# Deca Power source - no lights



## Dolfid (Jul 17, 2007)

Just hooked up a HR21 which replaced HR20 - Deca unit attached but three status lights not lit - does the deca get its power from the power adapter on the network or from the receiver its attached to? Directv is sending me a new deca unit, but I don't know if that's the problem. The Deca unit lights will come on when I do a reset but go off half way through and don't come back on... My other HD-DVR (HR20) in the family room is always lit (Deca) and shows I'm connected to the network.... anybody have suggestions?

Thanks


----------



## veryoldschool (Dec 10, 2006)

Dolfid said:


> Just hooked up a HR21 which replaced HR20 - Deca unit attached but three status lights not lit - does the deca get its power from the power adapter on the network or from the receiver its attached to? Directv is sending me a new deca unit, but I don't know if that's the problem. The Deca unit lights will come on when I do a reset but go off half way through and don't come back on... My other HD-DVR (HR20) in the family room is always lit (Deca) and shows I'm connected to the network.... anybody have suggestions?
> 
> Thanks


"When working right" the DECA is powered from the SAT #1 input [same voltage that used to power the LNB].
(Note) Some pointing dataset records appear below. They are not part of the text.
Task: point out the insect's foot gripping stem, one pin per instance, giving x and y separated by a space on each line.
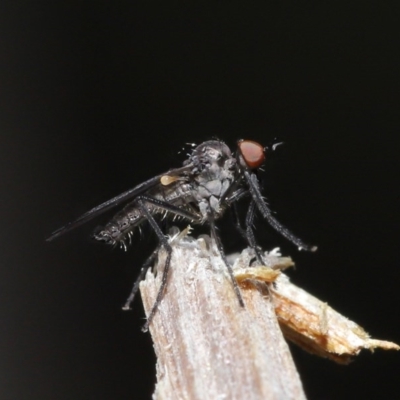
161 289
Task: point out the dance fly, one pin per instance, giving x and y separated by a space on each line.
211 180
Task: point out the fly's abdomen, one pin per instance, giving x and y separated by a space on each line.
120 227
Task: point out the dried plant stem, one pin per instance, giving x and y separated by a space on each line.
207 346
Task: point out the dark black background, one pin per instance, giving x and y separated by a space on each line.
98 96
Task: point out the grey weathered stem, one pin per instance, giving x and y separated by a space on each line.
207 346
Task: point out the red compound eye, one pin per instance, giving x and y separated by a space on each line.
252 153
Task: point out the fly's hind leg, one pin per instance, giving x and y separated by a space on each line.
141 203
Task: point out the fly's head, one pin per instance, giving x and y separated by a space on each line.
213 159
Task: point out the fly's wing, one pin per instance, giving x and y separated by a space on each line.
115 201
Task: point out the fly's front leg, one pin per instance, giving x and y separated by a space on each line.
266 213
247 233
250 233
217 240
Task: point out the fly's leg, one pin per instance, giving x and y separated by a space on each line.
163 242
141 276
247 233
250 233
141 203
266 213
217 240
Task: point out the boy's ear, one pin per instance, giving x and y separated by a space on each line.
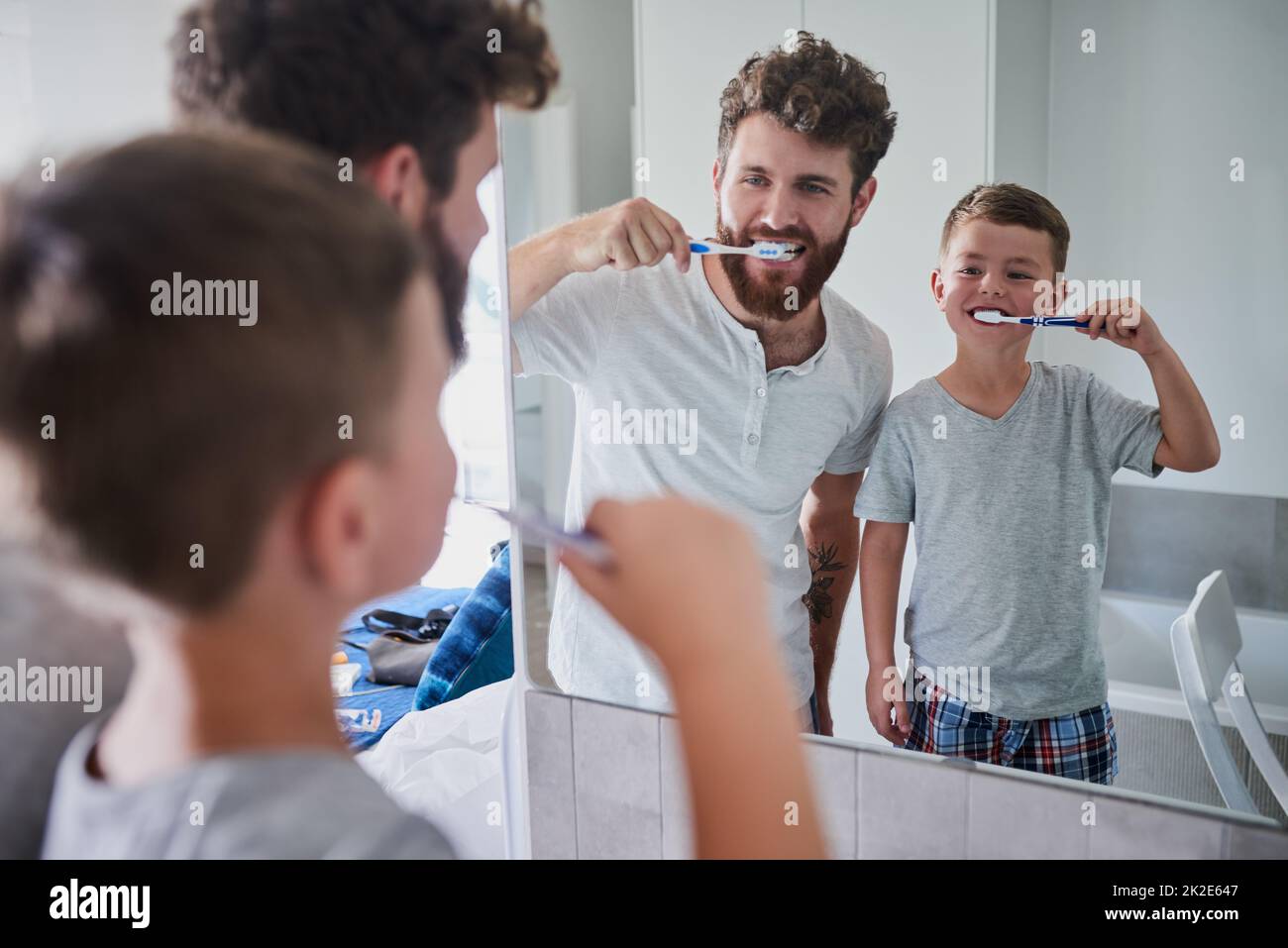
395 174
936 287
340 530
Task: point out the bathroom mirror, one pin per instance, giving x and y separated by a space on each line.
1157 130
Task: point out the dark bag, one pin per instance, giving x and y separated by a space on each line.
402 651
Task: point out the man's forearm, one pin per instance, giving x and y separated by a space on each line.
535 266
833 558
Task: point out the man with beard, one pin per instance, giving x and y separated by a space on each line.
741 381
400 89
404 90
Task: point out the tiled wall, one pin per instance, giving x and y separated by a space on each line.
1163 543
608 782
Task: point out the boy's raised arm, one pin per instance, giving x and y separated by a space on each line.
1189 441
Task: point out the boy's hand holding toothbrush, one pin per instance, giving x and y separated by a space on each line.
1125 322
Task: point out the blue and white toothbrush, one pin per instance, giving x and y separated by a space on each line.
996 316
765 250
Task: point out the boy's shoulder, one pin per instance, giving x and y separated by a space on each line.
912 402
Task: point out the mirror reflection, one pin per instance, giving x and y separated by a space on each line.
943 318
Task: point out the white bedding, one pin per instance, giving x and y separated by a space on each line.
445 764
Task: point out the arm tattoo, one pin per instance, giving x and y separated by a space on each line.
818 600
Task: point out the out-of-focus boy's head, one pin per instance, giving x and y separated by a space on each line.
1010 204
147 428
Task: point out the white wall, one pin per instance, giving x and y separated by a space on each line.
76 73
1142 133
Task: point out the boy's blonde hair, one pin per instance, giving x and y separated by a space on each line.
1010 204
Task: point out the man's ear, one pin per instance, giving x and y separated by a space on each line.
398 178
863 200
340 528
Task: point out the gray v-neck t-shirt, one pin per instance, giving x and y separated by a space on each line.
673 395
1012 527
290 804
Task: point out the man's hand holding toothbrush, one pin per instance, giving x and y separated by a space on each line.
623 236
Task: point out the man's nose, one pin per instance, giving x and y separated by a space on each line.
780 210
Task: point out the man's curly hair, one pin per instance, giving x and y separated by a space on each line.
359 76
812 88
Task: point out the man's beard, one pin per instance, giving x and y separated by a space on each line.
768 296
452 278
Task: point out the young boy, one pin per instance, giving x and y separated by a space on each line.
1005 467
219 369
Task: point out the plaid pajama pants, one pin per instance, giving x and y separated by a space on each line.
1081 746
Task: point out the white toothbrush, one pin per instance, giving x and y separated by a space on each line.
765 250
996 316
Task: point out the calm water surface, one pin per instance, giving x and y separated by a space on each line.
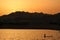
29 34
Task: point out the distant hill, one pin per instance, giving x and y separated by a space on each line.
34 20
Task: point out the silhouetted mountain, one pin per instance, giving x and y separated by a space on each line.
30 20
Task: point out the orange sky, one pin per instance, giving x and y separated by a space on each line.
46 6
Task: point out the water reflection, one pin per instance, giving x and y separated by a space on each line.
29 34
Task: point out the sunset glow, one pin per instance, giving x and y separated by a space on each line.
46 6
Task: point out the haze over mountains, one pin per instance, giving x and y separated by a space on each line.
21 19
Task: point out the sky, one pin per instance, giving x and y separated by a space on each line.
46 6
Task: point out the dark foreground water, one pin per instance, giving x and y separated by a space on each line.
29 34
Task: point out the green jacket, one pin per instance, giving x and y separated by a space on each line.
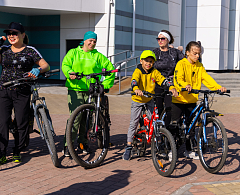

If you want to test the DECA to see if it is defective, you can use the SWiM PI like this for a test:


----------



## Dolfid (Jul 17, 2007)

Thanks, I figured this out right after I posted - on the HR20 which I replaced, it was powered from SAT #2 - The HR21 is powered from SAT #1 - I switched and all the lights come on and I back in business!!


----------



## veryoldschool (Dec 10, 2006)

Dolfid said:


> Thanks, I figured this out right after I posted - on the HR20 which I replaced, it was powered from SAT #2 - The HR21 is powered from SAT #1 - I switched and all the lights come on and I back in business!!


BTW: only the HR20-100 connects that way.


----------